The Holliday Transfer Facility (TDCJ Identification Code: NF, also referred to as the Holliday Transfer Unit), is a Texas Department of Criminal Justice transfer facility for men located in Huntsville, Texas. Holliday is along Interstate 45 and .5 mi north of Texas State Highway 30. The unit, on a 1412 acre plot of land, is co-located with the Wynne Unit.

Holliday, one of the largest transfer facilities in Texas, is across the street from the Texas Prison Museum. Holliday is one of two prisons in the TDCJ that, as of 2003, is named after an African-American.

==History==
Richard Watkins, a senior African-American prison warden, led an effort to have a prison named for C. A. Holliday, an African-American community activist and pastor in the Huntsville area.

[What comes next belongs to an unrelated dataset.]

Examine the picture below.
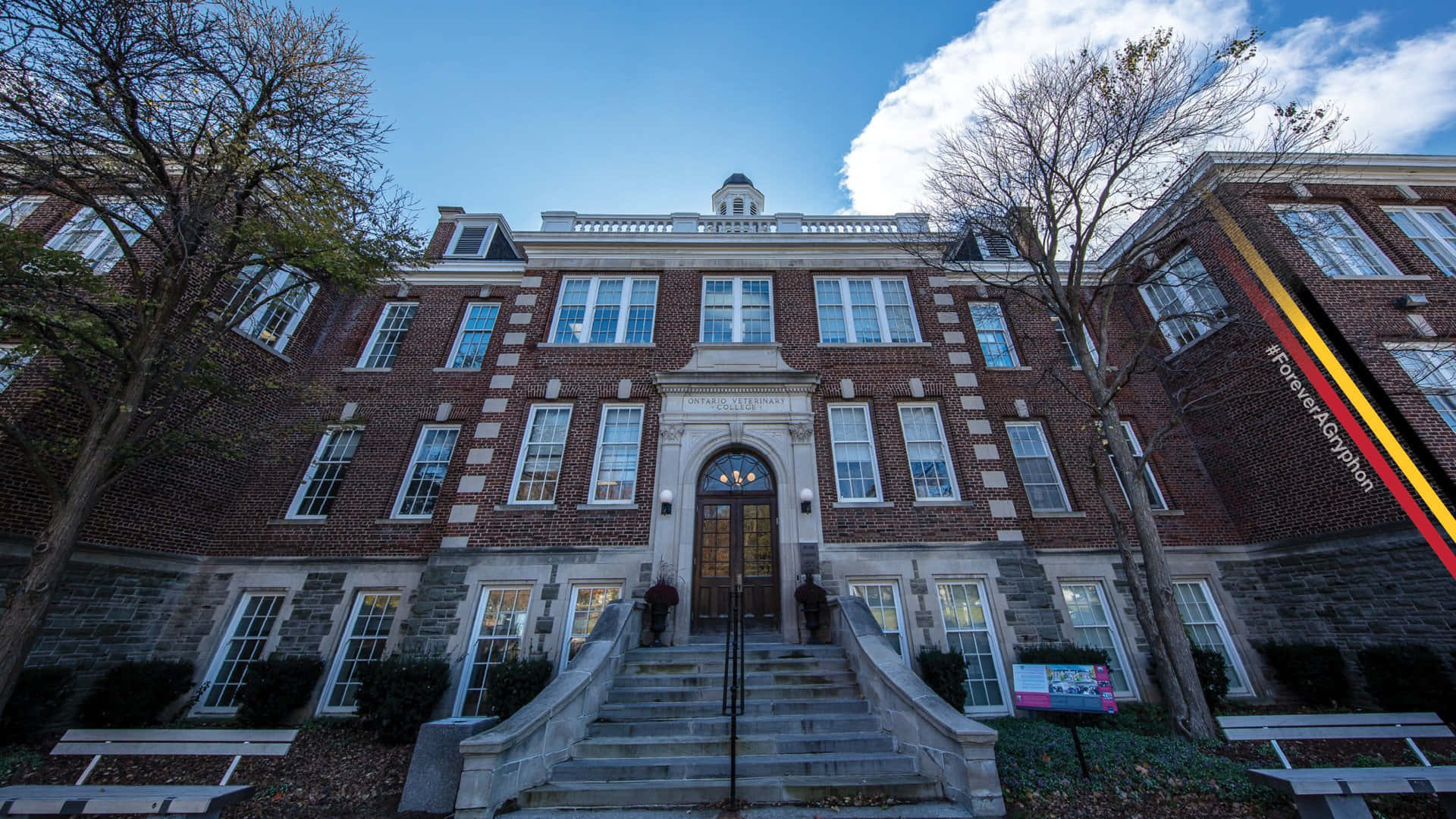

Watkins sent many letters to Governor of Texas Ann Richards, asking her to name a prison after Holliday. The $30 million Holliday Unit, with a capacity of around 2,000 beds, opened in January 1994. Cigarette smoking at Holliday was forbidden since the facility's opening, while a TDCJ-wide smoking ban, stemming from a November 18, 1994 Texas Board of Criminal Justice unanimous decision to forbid smoking at all TDCJ facilities, began on March 1, 1995.

==Facility==
Holliday, an industrial-scale complex, has sheet metal siding and low sloping roofs. Robert Perkinson, author of Texas Tough: The Rise of America's Prison Empire, said that the "hastily-constructed" transfer unit "looks like an assemblage of discount tire outlets," and that the only features that indicate that it is a prison is the razor wire and guard towers. Jim Willett, a Huntsville resident and a former warden, said that Holliday is "a giant tin barn that serves as Texas's prison purgatory, the place you go between jail and the real thing."